One of the aspects that seem to surprise many people that only casually follow the progress of Ethereum Serenity is the quadratic leak that is imposed upon validators for being offline and missing a slot. For those unwilling/unable to read the Casper FFG paper, I wrote up a quick explanation of how one could arrive at this solution using fairly conventional wisdom from distributed systems in computer science.
I am curious what others think of this explanation. Any and all notes/insights/feedback are welcome.
Liveness
One of Serenity’s main goals is to guarantee liveness (i.e. continue to finalize blocks) in the event of a major internet partition (e.g. World War 3). This liveness guarantee comes at a steep cost which makes it important to understand the predicament and possible tradeoffs.
The CAP Theorem
The CAP Theorem for distributed systems, tells us that:
You can’t simultaneously guarantee more than two of the following:
- Consistency: Every read receives the most recent write or an error
- Availability: Every request receives a (non-error) response – without the guarantee that it contains the most recent write
- Partition Tolerance: The system continues to operate despite an arbitrary number of messages being dropped (or delayed) by the network
The Assumption
By viewing the argument through the lens of the CAP Theorem, we can deduce the rationale for the inactivity leak by accepting the following assumption:
No network can guarantee message delivery because the network itself is not safe from failures (e.g. client disconnects, data center outages, connection loss).
Partition Tolerance
Since message delivery cannot be guaranteed, the logical thing to do is to tolerate prolonged message loss. This is equivalent to Partition Tolerance.
Sidenote: Think of the World War 3 scenario as a dysphemism for prolonged message loss between groups of validators.
With Partition Tolerance as a hard requirement, we are now limited to tradeoffs between Consistency and Availability.
World War 3
In the World War 3 scenario, where the network is severed, the validators are split into two partitions. From Casper FFG, we know that in order for both partitions to continue finalizing blocks, we need two-thirds majority of validators to be online in both partitions.
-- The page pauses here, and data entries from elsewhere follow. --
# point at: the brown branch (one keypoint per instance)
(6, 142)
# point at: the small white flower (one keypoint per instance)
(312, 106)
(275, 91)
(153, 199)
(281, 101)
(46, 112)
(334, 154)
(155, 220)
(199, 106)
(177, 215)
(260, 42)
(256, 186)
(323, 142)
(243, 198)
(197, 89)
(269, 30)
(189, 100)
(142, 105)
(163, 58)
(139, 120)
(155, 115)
This is obviously not possible; however, we can prevent the chain from stalling forever if we are willing explore a compromise between our Availability and Consistency guarantees.
The Compromise
This is accomplished by introducing an inactivity leak that drains the deposit of unresponsive validators each time a slot is missed until the remaining validators in each partition become the supermajority.
At this point, blocks in both network partitions can begin to finalize; however, if the network partition is healed we are left with two valid and separate networks.